Prosecutors declared on Thursday that they would not push for the death penalty should Davis be found guilty.

‘We talked about it, and I determined that it’s not a case in which we should seek the death penalty,’ the Las Vegas Review-Journal reported Clark County District Attorney Steve Wolfson as saying after the hearing.

Remembered for his chart-topping tracks like “California Love,” “Changes,” and “Dear Mama,” Shakur, a major name in hip-hop, was fatally shot on September 7, 1996, at the age of 25.

He was under contract with Death Row Records, a label linked at the time with Los Angeles street gang Mob Piru, which had a longstanding feud with the South Side Compton Crips.

This trend began to shift when Davis, supposedly the last remaining person from the car that night, published an autobiography and talked about the crime on a television program.

Following Davis’s arrest, prosecutors acknowledged that the events of the killing night had been well understood for many years, but they had lacked enough admissible evidence to advance the case.

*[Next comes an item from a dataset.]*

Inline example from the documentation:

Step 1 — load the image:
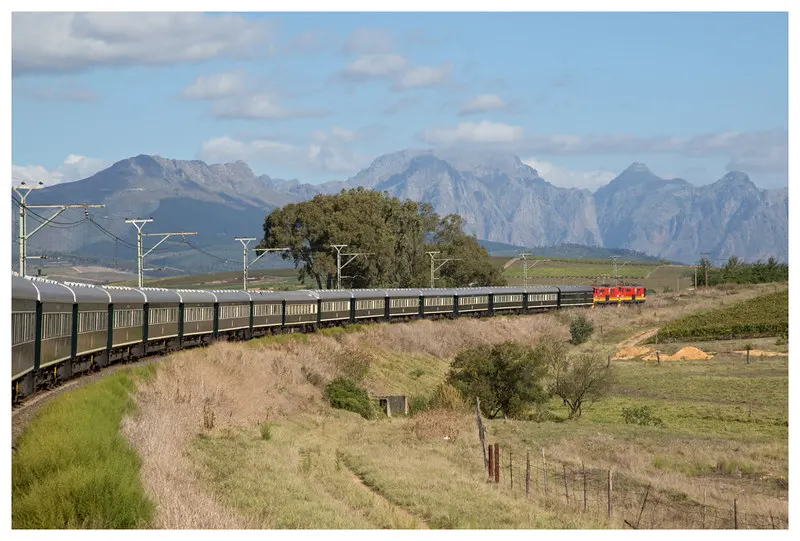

Wolfson mentioned that Davis’s past statements would be factored into the trial.He acknowledged that the case was drawing global focus, but it would not impact the handling of it.

‘The fact that the world is watching really doesn’t matter,’ he said, according to the Review-Journal.

‘What we care about is presenting the evidence to a jury, so that the jury can make the ultimate decision.’